Les Hirondelles
J'ai vu des hirondelles construire leur nid, couver patiemment au fond d'une boîte étroite par des jours torrides, je les ai vues nourrir - ou gaver - leur progéniture, faisant, pour contenter d'insatiables appétits, des centaines de voyages; je les ai vues enseigner à leurs nouveau-nés l'art merveilleux du vol, avec des cris presque humains, des tendresses alarmées, des attentions minutieuses, des joies dont frémissait tout leur corps de plume; je les ai vues ramener leurs petits à la maison natale, au soleil couchant, et leur parler, et leur dire de ne plus sortir, et rester auprès d'eux quelque temps, les caressant des yeux et du bec, et s'éloigner pour la nuit, pendant que de fines têtes bleues, un peu penchées, regardaient, dociles, mais avec de fous désirs de les suivre, monter en plein azur, rapides, le père et la mère. Et la porte ronde devenait insensiblement un trou noir d'où s'échappaient des gazouillements, et c'était le silence et le sommeil pour jusqu'à l'aube prochaine.

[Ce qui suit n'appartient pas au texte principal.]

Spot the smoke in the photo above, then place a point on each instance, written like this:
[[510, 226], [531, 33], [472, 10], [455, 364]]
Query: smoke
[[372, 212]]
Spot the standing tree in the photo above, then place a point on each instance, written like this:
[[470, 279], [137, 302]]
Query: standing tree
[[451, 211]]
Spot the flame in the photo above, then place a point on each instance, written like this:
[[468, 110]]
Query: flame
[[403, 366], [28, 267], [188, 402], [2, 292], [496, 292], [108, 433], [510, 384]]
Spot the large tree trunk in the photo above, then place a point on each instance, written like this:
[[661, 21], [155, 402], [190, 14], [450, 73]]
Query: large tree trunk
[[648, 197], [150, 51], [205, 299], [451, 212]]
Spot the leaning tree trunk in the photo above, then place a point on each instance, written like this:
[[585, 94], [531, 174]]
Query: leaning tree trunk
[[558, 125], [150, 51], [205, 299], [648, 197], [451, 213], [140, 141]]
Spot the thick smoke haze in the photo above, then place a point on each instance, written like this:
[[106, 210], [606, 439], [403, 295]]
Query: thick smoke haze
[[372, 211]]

Les petites hirondelles ignorent le danger, comme des enfants qu'elles sont. Mais que de craintes torturent le coeur des vieux, depuis la minute solennelle où l'oiseau sort de l'oeuf jusqu'au moment de l'envol éperdu, de l'essor enivré dans l'immense espace ! Il n'est plus d'instant sans angoisse ni fatigue : il faut chasser la mouche minuscule et, plus tard, l'énorme libellule, en veillant à sa sécurité, - parfois une pierre peut vous atteindre; - il faut dérouter les autres hirondelles que votre proie allèche, rentrer au nid souvent avec ruse, distribuer la nourriture, et ressortir, haletante, le bec large ouvert, et repartir !
Déjà, les petits se pourvoient à eux-mêmes ; ils gobent des mouches avec frénésie, ils gobent, ils gobent ! Ils iront aussi se coucher dehors, dans les arbres. A mesure qu'ils croissent en force, en expérience, pauvres parents, ils se détachent de vous ! La vie est ainsi faite.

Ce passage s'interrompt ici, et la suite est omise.